Le Smart Shoulder Bag de Longchamp et son fermoir bambou pour l’hiver
Un fermoir en bambou pris entre les doigts, une bandoulière qui glisse à l’épaule sans effort : le Le Smart Shoulder Bag de Longchamp ne cherche pas à impressionner. Il cherche à accompagner.
Un sac pensé pour le mouvement, pas pour la cérémonie
Avec la collection Winter 26, Longchamp propose un accessoire dont la logique est d’abord fonctionnelle. Le Smart Shoulder Bag se porte à l’épaule, sans superflu, sans contrainte de forme imposée par la structure. C’est précisément cette légèreté d’intention qui donne au sac son caractère quotidien.
Le cuir de veau choisi pour sa fabrication joue un rôle central dans cette sensation. Souple et dense à la fois, ce matériau gagne en caractère avec l’usage. Plutôt que de s’imposer comme une pièce que l’on sort pour l’occasion, le bag s’installe dans la routine, se glisse dans les journées ordinaires avec la même facilité qu’une veste bien coupée.
C’est dans cet esprit que la maison inscrit ce modèle dans sa ligne éditoriale Be Creative. Non pas comme un manifeste, mais comme une invitation à porter autrement, à porter librement.
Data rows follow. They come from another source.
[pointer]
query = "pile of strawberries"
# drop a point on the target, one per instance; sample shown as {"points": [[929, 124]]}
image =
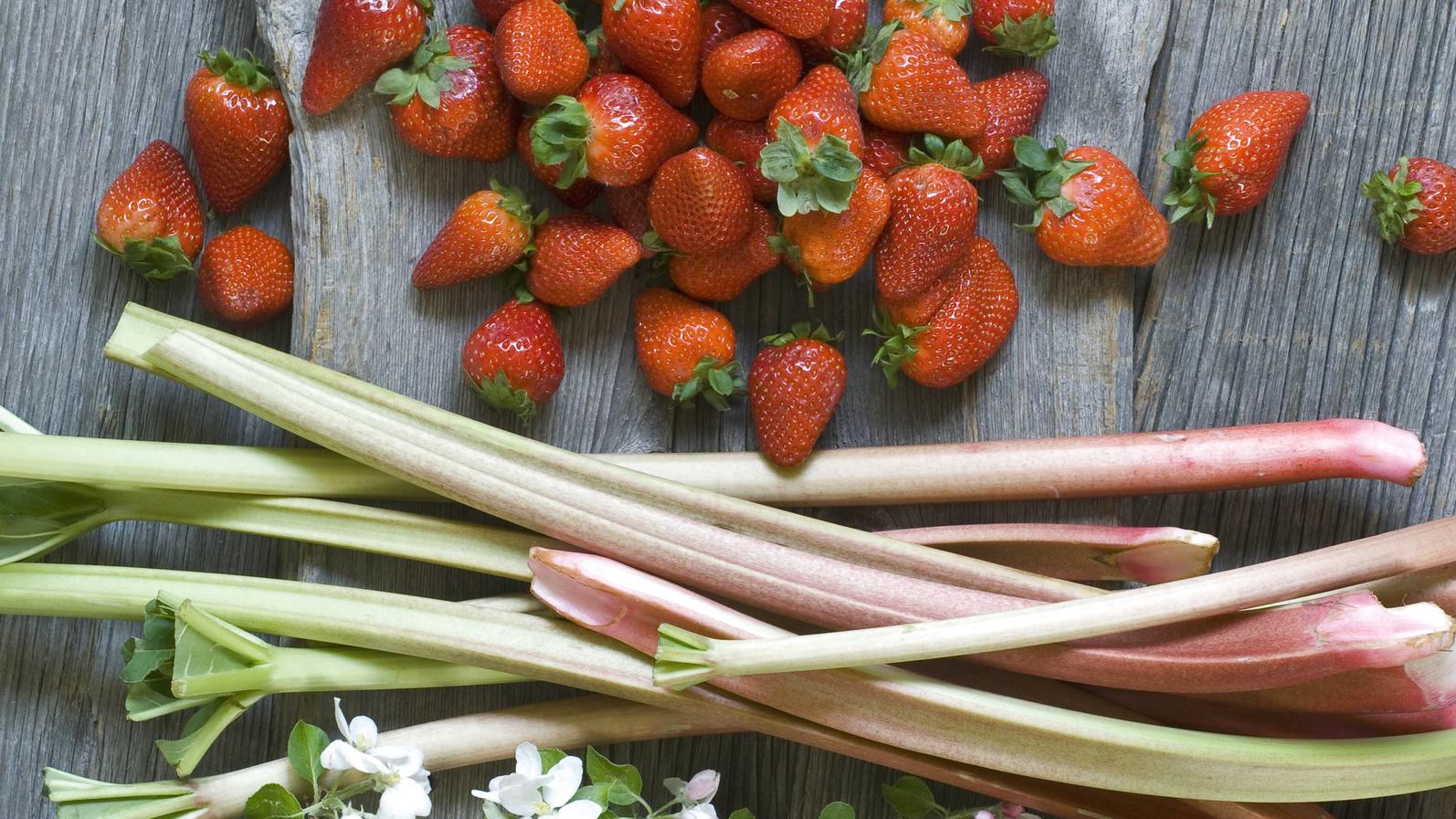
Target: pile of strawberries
{"points": [[831, 144]]}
Le détail qui fait toute la différence : le fermoir en bambou
Ce qui retient l’œil, c’est le fermoir. Longchamp a opté pour un fermoir en bambou, matériau naturel dont la texture et la teinte contrastent avec le velouté du cuir de veau. Ce choix n’est pas anodin : le bambou apporte une chaleur visuelle que le métal ne donnerait pas, une tonalité presque solaire qui change la lecture de l’ensemble.
Ouvrir et fermer ce type de fermoir est un geste différent. Plus lent, plus délibéré. Il crée une micro-ritualité dans le quotidien, une façon de toucher l’objet avant de l’utiliser. C’est ce genre de détail qui sépare un sac utilitaire d’un sac que l’on remarque.
Le bambou s’inscrit dans une certaine tradition artisanale, celle qui préfère la matière naturelle au composant industriel. Pour Longchamp, ce choix ancre le modèle dans une identité forte, sans avoir besoin d’en faire davantage.
La ceinture intégrée : un geste de style discret
Autre particularité de conception : le Smart Shoulder Bag intègre un détail de ceinture dans sa structure. Ce n’est pas un ajout décoratif posé en surface. La ceinture fait partie de l’architecture même du sac, elle en rythme la silhouette et lui confère une allure légèrement décontractée, presque sportswear dans l’esprit.
Ce type de détail raconte quelque chose sur la façon dont la maison envisage l’accessoire pour cet hiver. Pas un objet figé, pas une forme fermée sur elle-même, mais un sac qui dialogue avec la silhouette de celle qui le porte. La ceinture intégrée suggère une certaine liberté de port, une adaptabilité au corps et au mouvement.
C’est une proposition cohérente avec le reste : cuir souple, fermeture naturelle, ligne ouverte. Tout concourt à une même sensation, celle d’un accessoire qui ne pèse pas.
L’image, signée Guillaume Sanner
Les photographies du Le Smart Shoulder Bag sont l’œuvre de Guillaume Sanner. Son regard sur le sac complète la proposition de Longchamp : traduire en image ce que la pièce porte comme intention, sans théâtraliser, sans surexposer.
Le choix d’un photographe pour mettre en scène un accessoire de collection dit souvent autant que l’accessoire lui-même. Ici, la cohérence entre la démarche de la maison et la sensibilité du photographe retenu pour Winter 26 renforce la ligne Be Creative. Ce n’est pas une campagne de plus. C’est une façon de regarder un sac pour ce qu’il est, sans artifice supplémentaire.